A sustentabilidade fiscal é um dos principais desafios no cenário global pós-pandemia. Apesar do ambiente de juros mais elevados, observa-se uma crescente tolerância aos riscos fiscais. Essa complacência permitiu, por exemplo, a aprovação do “Big, Beautiful Bill” nos Estados Unidos, uma legislação que agrava significativamente a trajetória da dívida pública americana.
O quadro se torna ainda mais desafiador diante do envelhecimento populacional. Os gastos com saúde e Previdência serão cada vez maiores, enquanto seu financiamento —via aumento de impostos ou cortes de benefícios sociais— enfrenta forte resistência em todo o mundo. O desafio global exige soluções que priorizem a qualidade e a alocação eficiente dos recursos públicos.
Infelizmente, no Brasil, o debate fiscal, pela lógica da polarização, reduz a complexidade desse desafio a narrativas simplistas de “nós contra eles”, onde responsabilidade fiscal e justiça social são colocadas como dois cenários mutuamente excludentes.
Neste contexto, a necessidade de uma nova reforma da Previdência não é tratada com a urgência necessária, mesmo diante dos dados do último Censo do IBGE, que confirmaram um envelhecimento mais acelerado do que o antecipado.
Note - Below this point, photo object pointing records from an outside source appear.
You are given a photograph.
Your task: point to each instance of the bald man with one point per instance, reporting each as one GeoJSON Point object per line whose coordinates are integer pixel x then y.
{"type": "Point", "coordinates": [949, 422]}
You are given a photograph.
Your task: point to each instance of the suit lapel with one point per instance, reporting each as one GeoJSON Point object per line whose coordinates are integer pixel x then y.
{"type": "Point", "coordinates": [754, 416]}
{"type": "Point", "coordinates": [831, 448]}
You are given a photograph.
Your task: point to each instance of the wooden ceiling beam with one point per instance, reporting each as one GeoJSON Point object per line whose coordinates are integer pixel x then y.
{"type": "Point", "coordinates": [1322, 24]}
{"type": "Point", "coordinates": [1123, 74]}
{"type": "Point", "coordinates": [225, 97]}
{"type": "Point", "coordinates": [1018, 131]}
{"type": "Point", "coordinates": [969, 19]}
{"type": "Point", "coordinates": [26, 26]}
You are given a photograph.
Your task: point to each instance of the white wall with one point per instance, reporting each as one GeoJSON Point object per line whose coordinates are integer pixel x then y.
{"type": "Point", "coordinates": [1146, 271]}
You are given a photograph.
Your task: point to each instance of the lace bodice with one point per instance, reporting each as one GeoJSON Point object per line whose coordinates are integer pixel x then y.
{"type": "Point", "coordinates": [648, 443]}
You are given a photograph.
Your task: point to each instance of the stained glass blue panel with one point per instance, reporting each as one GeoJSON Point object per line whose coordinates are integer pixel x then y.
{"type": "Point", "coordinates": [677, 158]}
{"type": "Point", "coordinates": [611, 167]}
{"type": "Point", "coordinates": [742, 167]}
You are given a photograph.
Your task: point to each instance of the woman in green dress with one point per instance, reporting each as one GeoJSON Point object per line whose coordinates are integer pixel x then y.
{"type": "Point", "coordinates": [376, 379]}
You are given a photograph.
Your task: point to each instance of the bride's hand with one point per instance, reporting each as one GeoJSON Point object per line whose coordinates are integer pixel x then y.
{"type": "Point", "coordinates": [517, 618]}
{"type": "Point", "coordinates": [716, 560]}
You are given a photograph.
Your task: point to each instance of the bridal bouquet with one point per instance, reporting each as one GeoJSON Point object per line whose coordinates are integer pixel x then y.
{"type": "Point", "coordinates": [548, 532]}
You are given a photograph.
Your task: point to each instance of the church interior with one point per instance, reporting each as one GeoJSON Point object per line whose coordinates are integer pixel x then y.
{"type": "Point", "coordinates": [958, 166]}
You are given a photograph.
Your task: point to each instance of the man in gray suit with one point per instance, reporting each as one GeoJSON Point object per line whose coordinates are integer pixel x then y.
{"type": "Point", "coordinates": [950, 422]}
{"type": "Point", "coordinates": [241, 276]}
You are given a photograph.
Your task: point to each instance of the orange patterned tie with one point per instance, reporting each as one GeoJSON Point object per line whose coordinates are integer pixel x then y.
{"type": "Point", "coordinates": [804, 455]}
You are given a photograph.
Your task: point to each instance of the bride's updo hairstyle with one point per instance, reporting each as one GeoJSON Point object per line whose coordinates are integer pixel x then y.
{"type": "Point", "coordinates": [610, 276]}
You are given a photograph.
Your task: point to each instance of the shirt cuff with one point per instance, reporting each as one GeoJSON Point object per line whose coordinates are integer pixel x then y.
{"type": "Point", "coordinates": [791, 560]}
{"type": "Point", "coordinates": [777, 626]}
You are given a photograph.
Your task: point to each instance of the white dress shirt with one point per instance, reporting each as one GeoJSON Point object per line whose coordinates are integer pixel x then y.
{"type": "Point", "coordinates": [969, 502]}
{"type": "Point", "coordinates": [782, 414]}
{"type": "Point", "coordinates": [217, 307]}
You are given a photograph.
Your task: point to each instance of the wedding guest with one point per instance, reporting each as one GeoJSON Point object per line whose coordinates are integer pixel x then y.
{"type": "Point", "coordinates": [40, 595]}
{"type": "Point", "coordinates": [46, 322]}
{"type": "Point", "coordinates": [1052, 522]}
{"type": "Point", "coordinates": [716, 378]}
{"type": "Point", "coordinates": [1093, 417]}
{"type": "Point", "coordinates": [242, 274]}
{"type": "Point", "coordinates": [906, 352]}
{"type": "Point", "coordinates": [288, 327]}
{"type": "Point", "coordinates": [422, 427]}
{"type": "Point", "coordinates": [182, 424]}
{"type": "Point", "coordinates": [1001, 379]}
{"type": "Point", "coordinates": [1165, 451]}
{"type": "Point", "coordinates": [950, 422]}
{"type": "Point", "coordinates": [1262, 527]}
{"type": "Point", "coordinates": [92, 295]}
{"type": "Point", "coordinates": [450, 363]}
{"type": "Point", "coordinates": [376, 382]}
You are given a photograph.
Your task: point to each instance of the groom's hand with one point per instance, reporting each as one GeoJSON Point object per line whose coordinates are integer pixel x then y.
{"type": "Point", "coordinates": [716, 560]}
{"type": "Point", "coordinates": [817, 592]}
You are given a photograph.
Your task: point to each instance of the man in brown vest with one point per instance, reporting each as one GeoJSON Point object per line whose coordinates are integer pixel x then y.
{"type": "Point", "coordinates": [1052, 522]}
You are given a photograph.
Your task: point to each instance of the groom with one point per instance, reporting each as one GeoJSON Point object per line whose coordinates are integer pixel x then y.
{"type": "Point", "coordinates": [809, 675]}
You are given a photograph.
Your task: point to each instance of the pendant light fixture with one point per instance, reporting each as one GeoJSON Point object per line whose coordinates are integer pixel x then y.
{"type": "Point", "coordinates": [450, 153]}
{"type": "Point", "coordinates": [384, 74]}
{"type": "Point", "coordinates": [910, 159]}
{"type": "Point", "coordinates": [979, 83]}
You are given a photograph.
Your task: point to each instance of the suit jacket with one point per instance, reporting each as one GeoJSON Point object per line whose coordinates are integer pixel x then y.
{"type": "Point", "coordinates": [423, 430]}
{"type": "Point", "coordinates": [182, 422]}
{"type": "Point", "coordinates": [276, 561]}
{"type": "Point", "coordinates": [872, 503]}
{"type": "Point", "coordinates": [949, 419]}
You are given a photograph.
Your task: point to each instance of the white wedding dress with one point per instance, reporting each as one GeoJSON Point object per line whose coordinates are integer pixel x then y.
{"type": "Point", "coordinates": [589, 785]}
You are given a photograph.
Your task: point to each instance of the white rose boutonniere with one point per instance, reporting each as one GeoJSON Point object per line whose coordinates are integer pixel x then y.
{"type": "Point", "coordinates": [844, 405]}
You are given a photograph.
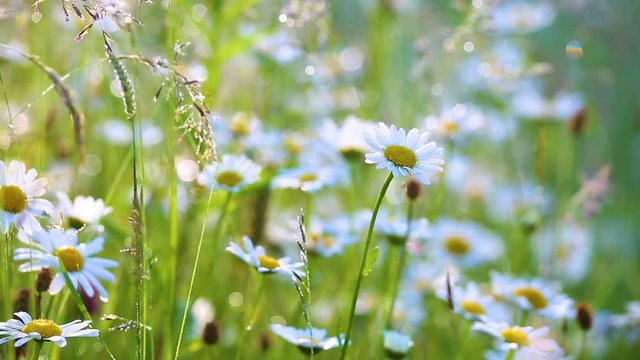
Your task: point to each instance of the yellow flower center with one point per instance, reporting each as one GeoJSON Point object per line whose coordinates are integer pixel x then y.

Enquanto isso, lacunas importantes não abordadas na reforma anterior, como o regime do MEI (Microempreendedor Individual) e o BPC (Benefício de Prestação Continuada), transformaram-se em um passivo gigantesco.
No caso do MEI, depois de criarmos um contingente enorme de beneficiários sem o correspondente aumento das contribuições com as mudanças nas regras em 2011, estamos discutindo no Congresso a ampliação do teto de faturamento do MEI, sem qualquer avaliação sobre se o programa de fato promoveu a formalização do trabalhador de baixa renda.
Algumas reformas teriam potencial transformador em termos de aumento da eficiência do gasto, com impacto fiscal relevante. Um exemplo é a revisão do seguro-desemprego, que hoje subsidia principalmente trabalhadores formais de renda média, sem exigir contrapartidas de busca ativa por trabalho ou capacitação.
Outro é a reforma do abono salarial, benefício que consome cerca de R$ 30 bilhões por ano e é destinado, majoritariamente, a trabalhadores formais já empregados, não sendo eficaz como instrumento de combate à pobreza.
O Bolsa Família precisa incorporar mecanismos mais robustos de porta de saída, com maior integração a políticas de qualificação profissional e inserção produtiva, ou teremos uma parcela cada vez maior da mão de obra na informalidade, ou fora da força de trabalho.
Não vamos garantir sustentabilidade fiscal se não houver a desvinculação do salário mínimo como indexador automático de diversos benefícios sociais. Ainda que essa proposta enfrente obstáculos jurídicos importantes, o debate precisa ser enfrentado com seriedade, ou ficaremos presos a uma rigidez orçamentária que limita a viabilidade de qualquer arcabouço fiscal que venha a substituir o atual.
Por fim, para que as reformas sociais tenham impacto duradouro sobre a produtividade da economia, será imprescindível avançar na reforma administrativa. Uma reforma que fortaleça a gestão por resultados pode melhorar significativamente a eficiência do Estado, elevar o PIB potencial e trazer alívio fiscal.
O Brasil precisa superar o falso dilema entre responsabilidade fiscal e justiça social. Reformar o gasto social e modernizar o Estado são, na verdade, os caminhos mais sustentáveis para garantir os direitos dos mais vulneráveis e assegurar a solvência do Estado no longo prazo. É preciso retomar esse debate com coragem técnica, responsabilidade política e compromisso com o futuro.